Qantas share surge a windfall for CEO Alan Joyce
The soaring Qantas share price and the falling oil price have given chief executive Alan Joyce a massive windfall.
The soaring Qantas share price and the falling oil price have given chief executive Alan Joyce a massive windfall on the shares component of his remuneration package, which soared to almost $13 million last year after he oversaw a big turnaround in the group’s financial performance.
For the year to June 30, Mr Joyce received $13m in pay, incentives and entitlements, including his largest ever short-term cash bonus of $3.3m. His total pay packet was up 9 per cent on the prior year’s $11.9m.
For the entire executive group the Qantas annual report revealed remuneration totalling $29.2m and total cash bonuses of $7.7m. The short-term cash rewards were up $3m on the comparable number last year.
Qantas chairman Leigh Clifford defended the healthy bonus payments, noting shareholders had been rewarded through $1.5bn in buybacks and dividends, while non-executive employees received bonuses at the end of each of the last two financial years.
This year the airline paid 25,000 staff cash bonuses between $2500 and $3000, in addition to a 5 per cent bonus paid last year for staff who agreed to an 18-month pay freeze.
“When Qantas was not performing well financially, no bonuses were given, all executive salaries were frozen and the CEO took a pay cut,” Mr Clifford said.

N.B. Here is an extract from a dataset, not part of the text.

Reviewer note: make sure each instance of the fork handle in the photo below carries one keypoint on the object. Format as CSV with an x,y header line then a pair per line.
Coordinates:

“As the company has moved through its transformation the financial performance has turned around, we are able to reward our people.”
Mr Clifford labelled the turnaround in fortunes of the group a “major achievement”, culminating in a record $1.52 billion profit for the 2016 financial year.
The company also resumed dividend payments for the first time in seven years, rewarding patient shareholders with a 7c payout.
Since the end of the 2014 financial year Qantas has also seen its share price recover from $1.35 to $3.26, which drove a big increase in total shareholder return.
The Qantas annual report reveals its remuneration committee last year considered a number of alternative long term incentive plan performance measures, such as return on invested capital.
But it decided the current measure of the airline’s TSR compared to companies in the ASX100 and Global Listed Airlines remained the most appropriate measure.
Mr Joyce’s base pay was $2.1m, slightly above last year as a 5 per cent pay cut he made in January 2014 was reinstated.
His cash bonus of $3.3m took his total actual cash payments in the hand last year to $5.4m. In addition he was awarded a deferred bonus of $1.6m worth of shares with a two-year restriction period.
The bonuses were based on a number of internal measures, including the delivery of higher than budgeted cost savings and revenue enhancements in 2015-16.
Net promoter score targets for customer service for Qantas International, Qantas Domestic and Qantas Frequent Flyer were also exceeded. They were not achieved by Jetstar Domestic.
Under the 2014-2016 LTIP, a fixed number of rights were awarded to the executive team in 2013. Based on Qantas’s TSR of +109 per cent over the three-year performance period, the rights all converted to shares.
As a result Mr Joyce was awarded 2.1 million shares. After the Qantas share price rise, their $2.9m value in mid 2013 has now increased by $3.1m, taking his total cash and shares package to almost $13m.
Qantas also revealed yesterday that Mr Joyce sold the 2.1 million shares that vested, which is understood to be for tax reasons due to the liability attached to them.